Robust Representation Learning with Self-Distillation for Domain Generalization
Ankur Singh, Senthilnath Jayavelu
TL;DR
This work tackles domain generalization for vision transformers by introducing Robust Representation Learning with Self-Distillation (RRLD), which combines Intermediate-Block Self-Distillation (IBSD) and Augmentation-Guided Self-Distillation (AGSD). IBSD exploits supervision from randomly sampled intermediate blocks, while AGSD enforces consistency between predictions from original and AutoAugment-augmented inputs using KL divergence, all under a joint objective $L_{total} = L_{ce} + \lambda L_i + \gamma L_a$. Across PACS, OfficeHome, and a Wafer defect dataset, RRLD consistently outperforms state-of-the-art methods, achieving average gains around 2% and yielding more domain-invariant representations as evidenced by t-SNE visualizations.
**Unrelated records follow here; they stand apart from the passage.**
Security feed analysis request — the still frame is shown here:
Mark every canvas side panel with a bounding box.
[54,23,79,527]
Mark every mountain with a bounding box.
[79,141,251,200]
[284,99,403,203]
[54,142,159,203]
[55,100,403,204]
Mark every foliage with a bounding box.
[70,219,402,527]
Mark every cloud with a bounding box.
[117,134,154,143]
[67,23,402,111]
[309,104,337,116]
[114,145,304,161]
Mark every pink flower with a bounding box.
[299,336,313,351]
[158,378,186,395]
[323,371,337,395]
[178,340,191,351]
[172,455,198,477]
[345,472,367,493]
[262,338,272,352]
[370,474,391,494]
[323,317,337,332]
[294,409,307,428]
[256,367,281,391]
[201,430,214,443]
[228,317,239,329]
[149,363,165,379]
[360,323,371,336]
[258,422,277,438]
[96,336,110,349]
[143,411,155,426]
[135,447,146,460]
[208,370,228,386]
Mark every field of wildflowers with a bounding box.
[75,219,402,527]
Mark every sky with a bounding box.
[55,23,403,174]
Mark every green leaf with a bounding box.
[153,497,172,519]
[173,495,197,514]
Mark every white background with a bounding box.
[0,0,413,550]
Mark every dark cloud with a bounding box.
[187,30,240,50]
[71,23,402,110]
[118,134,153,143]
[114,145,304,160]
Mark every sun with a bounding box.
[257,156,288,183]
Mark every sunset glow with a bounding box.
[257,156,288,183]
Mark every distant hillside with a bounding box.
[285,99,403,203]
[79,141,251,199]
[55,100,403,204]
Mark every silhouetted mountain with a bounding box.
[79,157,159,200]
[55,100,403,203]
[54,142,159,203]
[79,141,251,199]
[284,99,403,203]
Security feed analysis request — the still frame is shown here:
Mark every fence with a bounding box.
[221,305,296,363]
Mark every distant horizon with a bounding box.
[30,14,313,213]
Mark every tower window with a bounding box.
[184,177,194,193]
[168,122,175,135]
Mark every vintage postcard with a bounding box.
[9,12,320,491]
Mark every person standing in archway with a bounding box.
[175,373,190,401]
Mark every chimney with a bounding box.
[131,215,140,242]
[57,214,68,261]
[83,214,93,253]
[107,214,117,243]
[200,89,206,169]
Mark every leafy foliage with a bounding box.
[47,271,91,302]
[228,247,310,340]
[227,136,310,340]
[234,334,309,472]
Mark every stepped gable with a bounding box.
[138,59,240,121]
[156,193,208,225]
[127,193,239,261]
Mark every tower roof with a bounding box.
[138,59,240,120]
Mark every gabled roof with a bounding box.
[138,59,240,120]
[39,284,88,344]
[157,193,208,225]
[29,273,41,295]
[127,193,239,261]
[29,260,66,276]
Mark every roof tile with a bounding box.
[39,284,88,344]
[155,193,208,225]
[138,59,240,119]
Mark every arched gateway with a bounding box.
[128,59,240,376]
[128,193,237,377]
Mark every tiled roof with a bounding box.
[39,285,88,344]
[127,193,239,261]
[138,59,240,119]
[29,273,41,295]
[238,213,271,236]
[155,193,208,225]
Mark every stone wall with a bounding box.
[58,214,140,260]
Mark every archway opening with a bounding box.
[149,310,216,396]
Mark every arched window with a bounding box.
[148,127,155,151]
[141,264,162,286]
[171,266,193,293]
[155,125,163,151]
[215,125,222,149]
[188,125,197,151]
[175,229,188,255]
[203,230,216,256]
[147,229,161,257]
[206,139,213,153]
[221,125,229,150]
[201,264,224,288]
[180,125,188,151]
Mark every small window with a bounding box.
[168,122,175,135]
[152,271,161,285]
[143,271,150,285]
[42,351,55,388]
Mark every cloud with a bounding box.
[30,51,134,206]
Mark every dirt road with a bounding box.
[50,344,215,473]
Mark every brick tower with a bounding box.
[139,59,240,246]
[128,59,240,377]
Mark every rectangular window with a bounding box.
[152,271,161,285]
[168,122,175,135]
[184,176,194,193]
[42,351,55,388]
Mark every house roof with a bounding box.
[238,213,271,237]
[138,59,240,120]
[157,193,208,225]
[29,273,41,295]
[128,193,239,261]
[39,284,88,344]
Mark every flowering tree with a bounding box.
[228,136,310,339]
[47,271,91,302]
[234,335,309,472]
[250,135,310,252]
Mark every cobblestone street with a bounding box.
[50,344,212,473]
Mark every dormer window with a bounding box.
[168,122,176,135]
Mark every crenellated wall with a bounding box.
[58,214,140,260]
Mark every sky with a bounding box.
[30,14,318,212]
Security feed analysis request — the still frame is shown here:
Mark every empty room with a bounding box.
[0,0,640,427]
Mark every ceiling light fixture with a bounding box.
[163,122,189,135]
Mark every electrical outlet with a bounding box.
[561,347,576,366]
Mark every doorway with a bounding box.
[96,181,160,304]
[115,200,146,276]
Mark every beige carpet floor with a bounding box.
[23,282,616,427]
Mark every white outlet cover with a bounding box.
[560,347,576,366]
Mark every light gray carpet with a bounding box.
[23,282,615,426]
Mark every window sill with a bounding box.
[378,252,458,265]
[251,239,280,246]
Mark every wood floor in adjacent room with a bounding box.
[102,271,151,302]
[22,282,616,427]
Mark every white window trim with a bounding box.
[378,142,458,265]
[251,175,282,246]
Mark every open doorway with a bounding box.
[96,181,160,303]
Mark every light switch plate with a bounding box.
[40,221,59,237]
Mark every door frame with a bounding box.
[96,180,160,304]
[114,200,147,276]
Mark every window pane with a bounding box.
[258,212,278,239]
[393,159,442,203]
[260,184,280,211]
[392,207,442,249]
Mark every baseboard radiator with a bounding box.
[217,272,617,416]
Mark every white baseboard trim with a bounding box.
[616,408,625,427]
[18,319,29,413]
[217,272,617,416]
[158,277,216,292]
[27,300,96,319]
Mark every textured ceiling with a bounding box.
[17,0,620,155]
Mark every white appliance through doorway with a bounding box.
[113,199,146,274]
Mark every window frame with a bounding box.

Ablation studies confirm the contribution of each distillation component and the stability of the method under fixed hyperparameters. Overall, RRLD offers a simple yet effective boost to transformer-based domain generalization with practical implications for real-world deployment in diverse environments.
Abstract
Despite the recent success of deep neural networks, there remains a need for effective methods to enhance domain generalization using vision transformers. In this paper, we propose a novel domain generalization technique called Robust Representation Learning with Self-Distillation (RRLD) comprising i) intermediate-block self-distillation and ii) augmentation-guided self-distillation to improve the generalization capabilities of transformer-based models on unseen domains. This approach enables the network to learn robust and general features that are invariant to different augmentations and domain shifts while effectively mitigating overfitting to source domains. To evaluate the effectiveness of our proposed method, we perform extensive experiments on PACS and OfficeHome benchmark datasets, as well as an industrial wafer semiconductor defect dataset. The results demonstrate that RRLD achieves robust and accurate generalization performance. We observe an average accuracy improvement in the range of 1.2% to 2.3% over the state-of-the-art on the three datasets.